Enviada em 18/07/2020

O filósofo Michel Foucault disse: “todo ser humano é uma construção social, psicológica e biológica que estejam em harmonia”. Nessa perspectiva, as mentes humanas enfrentam obstáculos que impedem concordância com o bem-estar do corpo, que evitam o surgimento da ansiedade descontrolada, como as pressões psicológicas e a ausência de acesso ao tratamento adequado.

Primeiramente, na formação identitária dos indivíduos, são definidas expectativas familiares e pessoais. Dessa forma, quando torna-se uma previsão futura desesperada -impulsionada pela exigência- que interferem na vida cotidiana indica o sintoma do transtorno de ansiedade. Segundo a  obra " O Tempo e o Cão" da psicanalista Maria Rita Herl, no mundo moderno existe a relação de urgência e produtividade com o tempo. De fato, evidencia-se a exacerbação de auto engendramento imediato conceituado pela sociedade moderna, como uma maneira de definir alguém pela sua produtividade. Assim, consequentemente arrisca o controle emocional das pessoas e são mais suscetível à crises psicológicas.

Ademais, é evidente o descuido da população em estabelecer medicações sem acompanhamento médico ou a automedicação, não saber como identificar e orientar corretamente as vítimas, e também conhecer métodos de prevenção básicos. De acordo com a Organização Mundial da Saúde, 33% da população mundial sofre de ansiedade. Desse modo, condiz a urgência necessidade de sistemas democráticos de saúde eficientes para o tratamento da doença. Então, ocasiona em crescentes casos de cidadãos com dificuldades de dormir bem, concentração e tomar decisões causadas pelo desequilíbrio mental.

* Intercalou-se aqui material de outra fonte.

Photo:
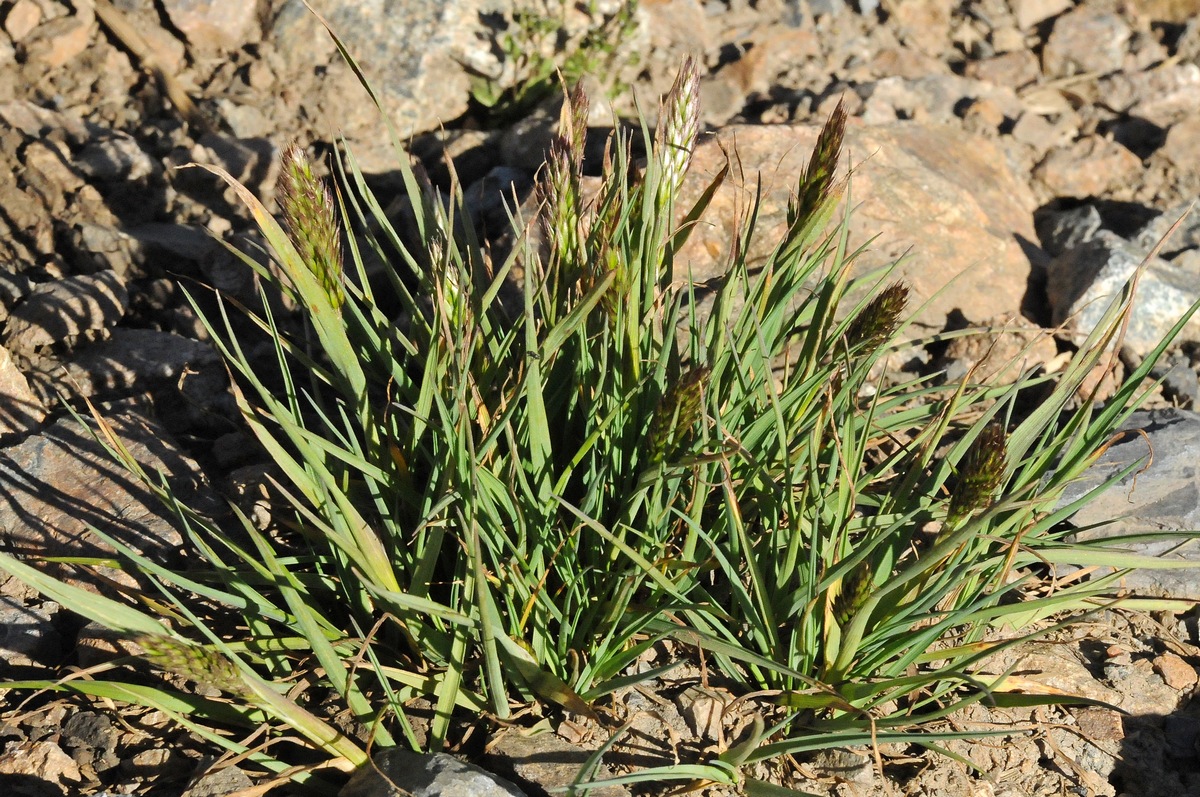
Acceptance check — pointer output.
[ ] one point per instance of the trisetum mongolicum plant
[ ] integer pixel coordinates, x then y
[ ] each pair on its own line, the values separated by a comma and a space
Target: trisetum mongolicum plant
491, 509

Em síntese, os desafios no combate do transtorno de ansiedade na Idade Contemporânea podem ser enfrentados com a ajuda do governo e a população. Logo, para que aconteça, o Ministério da Educação deve inserir vagas de emprego para contratar psicólogos (pagos pela verba estatal) atuarem nos institutos educacionais públicos, em que ficarão disponíveis consultas gratuitas destinadas aos estudantes que poderão ser diagnosticados e consultados semanalmente; a fim de serem preparados para enfrentar adversidades cotidianas e saberem controlar as emoções. Idem, o Ministério da Saúde tem o dever de desenvolver um programa -por meio do SUS- focado em criar uma ala hospitalar nas UPA estaduais capazes de atenderem pacientes de doenças mentais ( principalmente a ansiedade e a depressão), que seja realizado diagnósticos, doações de medicamentos financiados pelos impostos e disseminar conhecimento aos habitantes sobre a importância de cuidar da saúde mental; com o propósito de facilitar o acesso de cuidados adequado aos pacientes de têm transtorno de ansiedade.